# LG BD550 does not show Video on Demand icon.



## robbo266317 (Sep 22, 2008)

I have just acquired an LG Blueray player and connected it to the network, downloaded the latest software and registered it for DivX playback. However I do not get any icon for net downloads.
I tried to do the firmware update using USB stick and CD and it doesn't do anything. I only get the options to play video, music or pictures. :scratch:

(Also note I am in Australia)
Any assistance would be appreciated.
Cheers,
Robbo


----------



## Sonnie (Apr 11, 2006)

I moved this to the Blu-ray forum... hopefully someone can help you figure it out.


----------



## robbo266317 (Sep 22, 2008)

Ok I had a problem with the original player, It originally connected to the internet without having to set up any access in the router. I downloaded the latest software and it installed fine. However the next day it would only intermittently connect to the internet and then a few days later would not see the lan either.

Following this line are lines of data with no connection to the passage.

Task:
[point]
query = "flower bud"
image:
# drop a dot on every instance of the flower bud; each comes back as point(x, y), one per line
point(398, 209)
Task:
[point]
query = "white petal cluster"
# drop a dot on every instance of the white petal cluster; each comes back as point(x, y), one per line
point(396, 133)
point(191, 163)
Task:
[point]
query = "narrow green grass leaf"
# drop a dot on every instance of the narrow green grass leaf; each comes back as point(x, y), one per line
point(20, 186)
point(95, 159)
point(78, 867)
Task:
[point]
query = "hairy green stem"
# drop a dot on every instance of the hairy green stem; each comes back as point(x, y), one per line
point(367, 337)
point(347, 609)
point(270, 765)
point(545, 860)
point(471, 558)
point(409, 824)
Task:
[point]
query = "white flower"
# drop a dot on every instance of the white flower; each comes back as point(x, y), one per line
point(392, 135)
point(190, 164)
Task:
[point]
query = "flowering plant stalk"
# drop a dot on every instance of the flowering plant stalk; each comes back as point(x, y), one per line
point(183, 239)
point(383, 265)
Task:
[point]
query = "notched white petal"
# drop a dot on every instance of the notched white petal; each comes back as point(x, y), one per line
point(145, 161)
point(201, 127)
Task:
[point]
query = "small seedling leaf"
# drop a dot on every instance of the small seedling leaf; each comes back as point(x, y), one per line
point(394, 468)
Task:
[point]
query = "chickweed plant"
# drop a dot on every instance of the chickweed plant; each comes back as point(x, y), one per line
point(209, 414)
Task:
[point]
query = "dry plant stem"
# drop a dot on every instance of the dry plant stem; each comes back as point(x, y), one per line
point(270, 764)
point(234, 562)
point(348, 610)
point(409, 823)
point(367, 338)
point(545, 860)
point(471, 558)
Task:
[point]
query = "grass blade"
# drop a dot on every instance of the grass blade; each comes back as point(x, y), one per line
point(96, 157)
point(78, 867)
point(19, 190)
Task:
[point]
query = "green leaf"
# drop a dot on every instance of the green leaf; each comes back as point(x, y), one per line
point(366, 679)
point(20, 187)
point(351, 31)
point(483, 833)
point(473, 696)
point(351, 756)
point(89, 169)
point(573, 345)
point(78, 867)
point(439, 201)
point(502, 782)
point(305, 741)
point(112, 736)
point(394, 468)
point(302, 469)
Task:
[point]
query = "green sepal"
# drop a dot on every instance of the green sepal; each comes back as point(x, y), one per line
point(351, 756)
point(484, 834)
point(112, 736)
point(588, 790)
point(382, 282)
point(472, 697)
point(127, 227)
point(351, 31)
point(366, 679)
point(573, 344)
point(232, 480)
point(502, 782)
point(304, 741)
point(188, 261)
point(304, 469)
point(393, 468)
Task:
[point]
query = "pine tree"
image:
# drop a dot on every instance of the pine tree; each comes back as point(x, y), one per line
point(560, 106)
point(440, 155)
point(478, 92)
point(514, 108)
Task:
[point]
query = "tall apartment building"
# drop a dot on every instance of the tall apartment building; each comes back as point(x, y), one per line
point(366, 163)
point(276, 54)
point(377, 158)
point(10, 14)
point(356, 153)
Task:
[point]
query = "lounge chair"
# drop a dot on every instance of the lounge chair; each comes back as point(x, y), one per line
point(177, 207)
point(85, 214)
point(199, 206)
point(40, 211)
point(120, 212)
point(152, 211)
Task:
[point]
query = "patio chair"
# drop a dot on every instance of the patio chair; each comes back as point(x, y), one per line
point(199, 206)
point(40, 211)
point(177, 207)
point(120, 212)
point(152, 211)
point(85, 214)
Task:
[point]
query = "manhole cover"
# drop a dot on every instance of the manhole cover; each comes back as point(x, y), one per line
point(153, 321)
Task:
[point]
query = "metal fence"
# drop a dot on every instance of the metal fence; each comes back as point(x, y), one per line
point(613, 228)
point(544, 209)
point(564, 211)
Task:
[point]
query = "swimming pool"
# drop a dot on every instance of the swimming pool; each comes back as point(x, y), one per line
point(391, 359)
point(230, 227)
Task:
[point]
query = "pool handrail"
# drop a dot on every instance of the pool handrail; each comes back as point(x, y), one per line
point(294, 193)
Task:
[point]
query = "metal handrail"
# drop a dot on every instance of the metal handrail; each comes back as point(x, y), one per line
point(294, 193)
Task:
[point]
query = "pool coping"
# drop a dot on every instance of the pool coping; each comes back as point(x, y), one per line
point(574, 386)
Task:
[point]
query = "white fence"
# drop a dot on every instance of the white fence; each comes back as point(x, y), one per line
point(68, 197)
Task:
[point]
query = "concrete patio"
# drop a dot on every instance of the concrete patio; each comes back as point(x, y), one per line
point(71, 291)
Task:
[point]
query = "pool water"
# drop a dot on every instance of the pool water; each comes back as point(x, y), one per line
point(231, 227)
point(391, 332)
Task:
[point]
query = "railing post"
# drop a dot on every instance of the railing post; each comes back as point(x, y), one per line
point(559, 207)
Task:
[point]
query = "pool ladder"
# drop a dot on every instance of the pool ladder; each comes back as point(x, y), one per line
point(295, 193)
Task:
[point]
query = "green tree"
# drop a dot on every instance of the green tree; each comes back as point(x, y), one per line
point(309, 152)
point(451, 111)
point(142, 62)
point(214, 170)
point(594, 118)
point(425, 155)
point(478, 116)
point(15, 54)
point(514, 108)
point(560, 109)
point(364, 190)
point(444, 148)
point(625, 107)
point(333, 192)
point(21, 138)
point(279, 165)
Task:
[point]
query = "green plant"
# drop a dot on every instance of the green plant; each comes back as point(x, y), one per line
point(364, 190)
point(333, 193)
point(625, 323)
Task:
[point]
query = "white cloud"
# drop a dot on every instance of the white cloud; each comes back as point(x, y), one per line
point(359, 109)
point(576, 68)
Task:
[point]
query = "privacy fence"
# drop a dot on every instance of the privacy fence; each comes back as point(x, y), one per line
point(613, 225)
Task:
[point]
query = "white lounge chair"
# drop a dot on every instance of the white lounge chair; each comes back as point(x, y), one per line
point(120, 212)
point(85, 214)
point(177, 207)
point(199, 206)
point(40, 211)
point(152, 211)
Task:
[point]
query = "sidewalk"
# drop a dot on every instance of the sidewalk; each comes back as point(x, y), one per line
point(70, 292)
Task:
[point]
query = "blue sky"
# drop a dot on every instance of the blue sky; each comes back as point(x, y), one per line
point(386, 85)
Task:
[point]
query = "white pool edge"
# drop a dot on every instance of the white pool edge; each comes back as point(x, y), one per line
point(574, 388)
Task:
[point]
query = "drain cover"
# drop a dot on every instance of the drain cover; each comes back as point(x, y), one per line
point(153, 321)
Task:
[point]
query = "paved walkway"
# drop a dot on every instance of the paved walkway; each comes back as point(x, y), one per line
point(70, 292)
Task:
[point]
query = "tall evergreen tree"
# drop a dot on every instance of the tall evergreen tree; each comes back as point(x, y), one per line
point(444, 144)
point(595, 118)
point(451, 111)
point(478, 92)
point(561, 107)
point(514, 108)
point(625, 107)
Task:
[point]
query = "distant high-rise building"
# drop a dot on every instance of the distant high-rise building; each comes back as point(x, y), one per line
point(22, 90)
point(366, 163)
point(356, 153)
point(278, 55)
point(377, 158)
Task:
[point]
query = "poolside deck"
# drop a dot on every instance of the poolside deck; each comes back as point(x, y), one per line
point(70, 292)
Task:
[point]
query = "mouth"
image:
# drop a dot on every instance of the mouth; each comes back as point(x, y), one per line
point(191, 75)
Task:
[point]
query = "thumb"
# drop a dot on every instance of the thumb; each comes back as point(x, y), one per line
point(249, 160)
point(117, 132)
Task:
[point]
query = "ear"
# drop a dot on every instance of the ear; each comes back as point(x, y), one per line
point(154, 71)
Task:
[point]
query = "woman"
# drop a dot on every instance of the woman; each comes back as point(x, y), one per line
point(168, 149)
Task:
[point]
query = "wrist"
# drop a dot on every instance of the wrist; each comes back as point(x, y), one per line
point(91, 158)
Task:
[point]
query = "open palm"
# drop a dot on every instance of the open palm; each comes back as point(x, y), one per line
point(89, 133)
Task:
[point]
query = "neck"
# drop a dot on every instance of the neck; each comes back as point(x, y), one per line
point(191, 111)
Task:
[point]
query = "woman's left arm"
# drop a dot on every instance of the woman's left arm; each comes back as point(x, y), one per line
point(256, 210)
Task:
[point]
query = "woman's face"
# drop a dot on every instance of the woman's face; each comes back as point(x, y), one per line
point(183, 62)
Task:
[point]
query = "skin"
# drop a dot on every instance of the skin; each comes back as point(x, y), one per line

I took it back and received a replacement which I had to set up in the router before it would see the internet, no big problem.
The new player connects to the internet everytime at startup but I don't get any internet options except update the software.
I now think this unit does not have the software to connect to youtube or streaming video yet, maybe in a later update?
Oh well, I cannot complain as I won it in a raffle on $10.00 worth of tickets.


----------